Defendant appeals from a judgment convicting him following a nonjury trial of attempted murder in the second degree (Penal Law §§ 110.00, 125.25[1] ), criminal trespass in the second degree (§ 140.15), and criminal possession of a weapon in the fourth degree (§ 265.01 [2] ). Contrary to the contention of defendant, County Court properly denied without a hearing his motion pursuant to CPL 330.30, which was based on his alleged difficulty in understanding the English language. “Where, as here, a defendant is adequately represented by competent counsel, and despite numerous opportunities to do so, fails to inform the court about any inability to understand the English language, he cannot be heard to complain in a collateral attack that his conviction was secured without due process of law” (People v.
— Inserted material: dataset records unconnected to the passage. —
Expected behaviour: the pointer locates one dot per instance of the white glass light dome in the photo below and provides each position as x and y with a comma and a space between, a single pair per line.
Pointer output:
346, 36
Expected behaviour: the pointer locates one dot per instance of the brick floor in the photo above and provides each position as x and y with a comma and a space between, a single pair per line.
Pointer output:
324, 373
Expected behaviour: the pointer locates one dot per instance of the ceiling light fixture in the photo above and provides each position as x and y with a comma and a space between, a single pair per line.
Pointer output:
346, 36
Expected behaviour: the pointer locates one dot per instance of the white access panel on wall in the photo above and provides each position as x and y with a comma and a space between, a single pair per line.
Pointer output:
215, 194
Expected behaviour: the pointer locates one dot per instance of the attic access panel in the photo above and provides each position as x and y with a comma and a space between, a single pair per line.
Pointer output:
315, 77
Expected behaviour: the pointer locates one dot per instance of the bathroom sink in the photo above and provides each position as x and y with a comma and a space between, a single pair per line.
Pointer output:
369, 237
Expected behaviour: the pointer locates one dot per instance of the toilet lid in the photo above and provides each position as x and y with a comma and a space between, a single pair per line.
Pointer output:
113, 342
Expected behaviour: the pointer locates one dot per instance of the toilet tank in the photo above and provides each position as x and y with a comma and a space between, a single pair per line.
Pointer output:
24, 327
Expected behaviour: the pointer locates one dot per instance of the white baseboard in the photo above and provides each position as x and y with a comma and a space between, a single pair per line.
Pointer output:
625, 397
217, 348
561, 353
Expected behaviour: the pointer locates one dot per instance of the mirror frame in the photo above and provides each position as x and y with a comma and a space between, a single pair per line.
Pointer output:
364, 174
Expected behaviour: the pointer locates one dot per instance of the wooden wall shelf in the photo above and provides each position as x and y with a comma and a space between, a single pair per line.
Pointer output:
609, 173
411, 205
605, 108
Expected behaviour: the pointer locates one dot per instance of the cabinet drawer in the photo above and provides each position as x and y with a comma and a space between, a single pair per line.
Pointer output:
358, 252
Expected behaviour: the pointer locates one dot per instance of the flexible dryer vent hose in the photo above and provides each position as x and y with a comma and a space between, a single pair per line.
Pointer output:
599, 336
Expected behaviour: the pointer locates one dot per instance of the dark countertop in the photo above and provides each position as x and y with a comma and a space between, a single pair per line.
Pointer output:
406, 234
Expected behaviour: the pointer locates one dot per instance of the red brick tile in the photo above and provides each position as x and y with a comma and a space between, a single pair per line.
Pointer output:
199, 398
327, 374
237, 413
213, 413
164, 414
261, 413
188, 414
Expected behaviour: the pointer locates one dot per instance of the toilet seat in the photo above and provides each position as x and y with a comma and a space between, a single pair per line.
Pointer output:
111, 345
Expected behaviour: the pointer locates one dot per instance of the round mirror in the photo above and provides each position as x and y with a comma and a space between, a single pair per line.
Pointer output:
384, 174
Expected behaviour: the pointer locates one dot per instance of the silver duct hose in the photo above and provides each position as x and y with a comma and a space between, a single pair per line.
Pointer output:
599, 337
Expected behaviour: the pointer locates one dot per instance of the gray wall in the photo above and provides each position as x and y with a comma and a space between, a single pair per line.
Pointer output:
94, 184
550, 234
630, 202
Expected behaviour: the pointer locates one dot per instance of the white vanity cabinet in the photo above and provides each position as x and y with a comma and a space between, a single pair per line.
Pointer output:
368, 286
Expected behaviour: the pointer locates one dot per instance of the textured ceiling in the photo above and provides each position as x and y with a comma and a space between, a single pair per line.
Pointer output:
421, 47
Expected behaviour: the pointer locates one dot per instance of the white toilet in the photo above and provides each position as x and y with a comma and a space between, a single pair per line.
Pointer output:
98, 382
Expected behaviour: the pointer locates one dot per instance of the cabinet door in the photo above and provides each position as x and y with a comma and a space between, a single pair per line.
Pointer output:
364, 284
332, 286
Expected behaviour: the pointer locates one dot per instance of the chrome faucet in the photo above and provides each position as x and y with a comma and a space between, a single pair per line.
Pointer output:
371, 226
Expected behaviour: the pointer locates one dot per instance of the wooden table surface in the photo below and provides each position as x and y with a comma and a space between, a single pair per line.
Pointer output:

Ramos, 26 N.Y.2d 272, 274, 309 N.Y.S.2d 906, 258 N.E.2d 197; see People v. Calizaire, 190 A.D.2d 857, 857-858, 593 N.Y.S.2d 879; People v. Adamez, 177 A.D.2d 980, 578 N.Y.S.2d 1, lv. denied 79 N.Y.2d 852, 580 N.Y.S.2d 724, 588 N.E.2d 759). Defendant's contention that defense counsel had a conflict of interest is based on material outside the record, and thus the appropriate procedural vehicle to address that contention is a motion pursuant to CPL 440.10 (see People v. Englert, 285 A.D.2d 987, 727 N.Y.S.2d 680, lv. denied 97 N.Y.2d 655, 737 N.Y.S.2d 56, 762 N.E.2d 934). Contrary to the further contention of defendant, the evidence of intent, which was inferable from his conduct as well as the surrounding circumstances (see generally People v. Phong T. Le, 277 A.D.2d 1036, 716 N.Y.S.2d 189, lv. denied 96 N.Y.2d 762, 725 N.Y.S.2d 289, 748 N.E.2d 1085; People v. Henning, 267 A.D.2d 1092, 701 N.Y.S.2d 566, lv. denied 94 N.Y.2d 903, 707 N.Y.S.2d 388, 728 N.E.2d 987; People v. Moore, 184 A.D.2d 1042, 584 N.Y.S.2d 502, lv. denied 80 N.Y.2d 907, 588 N.Y.S.2d 833, 602 N.E.2d 241), is legally sufficient to support the conviction of attempted murder and the verdict is not against the weight of the evidence with respect to that crime (see People v. Bleakley, 69 N.Y.2d 490, 495, 515 N.Y.S.2d 761, 508 N.E.2d 672). Finally, the sentence is not unduly harsh or severe.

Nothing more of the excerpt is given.